We are often encouraged to surrender our life to God. And that is good, because only in surrender to God do we find life.

However, as with nearly everything about the spiritual life, there are ways we can miss or misunderstand what God means by something like surrender. First up are those who are terrified by the very word surrender, because they have been hurt in the past by someone who misused power over them. Of course, on one level this makes perfect sense. No one should submit to evil in any form, even when when is couched in “spiritual” terms like submission. But on the other hand, this reaction is a bit like someone who got sick the first time they tried eating pizza, which they got from an unsanitary vender, and concluded that all pizza was poison. No, the problem lies with the person who made it, not the pizza itself. Surrender is not intrinsically bad for us. It is in fact unavoidable — we all surrender to something. The question is, To what will we surrender our life? If we can find a God who loves us more than we can possibly imagine, and who wants to heal our wounds and guide our steps for good, then how could we ever do any better than to surrender to His love for us?

Second, we have all struggled with the relationship between surrender and obedience. Because the truth is that while obedience flows quite naturally from surrender, obedience is also quite possible apart from surrender. We can even retain full control of our own body and soul while attempting to obey all that we think God expects of us. And closely related to that issue is the fact that we often try to surrender as an act of obedience, and perhaps find ourselves at that place time and again, “repenting” of our lack of surrender and resolving to try even harder. But as it turns out, that kind of effort is actually opposed to surrender.

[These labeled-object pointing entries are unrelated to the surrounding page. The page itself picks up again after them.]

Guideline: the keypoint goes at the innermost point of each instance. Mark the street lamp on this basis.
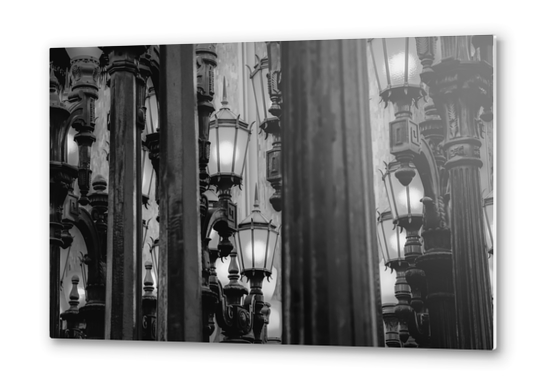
(489, 223)
(258, 77)
(257, 240)
(229, 144)
(395, 61)
(268, 98)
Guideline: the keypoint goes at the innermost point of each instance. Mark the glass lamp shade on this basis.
(387, 284)
(488, 221)
(72, 149)
(154, 250)
(229, 137)
(405, 201)
(151, 104)
(213, 243)
(257, 241)
(94, 52)
(71, 261)
(259, 79)
(221, 269)
(395, 62)
(274, 328)
(391, 239)
(147, 172)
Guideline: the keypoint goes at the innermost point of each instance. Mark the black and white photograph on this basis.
(286, 192)
(317, 192)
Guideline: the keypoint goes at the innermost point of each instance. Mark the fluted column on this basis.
(61, 178)
(330, 257)
(206, 60)
(179, 316)
(460, 90)
(124, 215)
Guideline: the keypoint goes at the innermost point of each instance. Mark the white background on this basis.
(29, 30)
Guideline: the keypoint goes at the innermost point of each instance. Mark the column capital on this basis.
(123, 58)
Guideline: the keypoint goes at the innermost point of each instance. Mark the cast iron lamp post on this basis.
(268, 71)
(407, 214)
(391, 240)
(257, 239)
(448, 159)
(461, 86)
(423, 155)
(488, 220)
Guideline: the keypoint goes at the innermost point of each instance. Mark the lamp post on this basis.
(392, 242)
(461, 86)
(61, 178)
(229, 138)
(257, 239)
(268, 71)
(418, 149)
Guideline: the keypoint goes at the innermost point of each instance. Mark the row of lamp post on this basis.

David Benner (Surrender to Love) aptly describes surrender to God as something that comes out of our experience of God’s love for us. When we know experientially in our body and heart that we are loved more than we could possibly have hoped for, then falling — dropping our entire weight — on God is not a hard thing to do. It is the only response that makes sense to us. Surrender comes out of our heart more than our will. It is, in fact, laying down our self-will so we can follow one who is much greater than us and far more good to us than we ourselves could be. In doing so, we allow His love to transform us, bit by bit, into the person He created us to be, as we learn to trust Him more and more.

So perhaps the best thing we can do in regard to surrender is to shift our focus away from the act itself, and instead seek God’s love in all its glory; to let it in and savor His goodness and care for us. Because every time we grasp even a little more how much God loves us (Eph.3) we will find ourselves drawn into His goodness more deeply, and we will want to give up more of our own ways for His ways (Isa.55).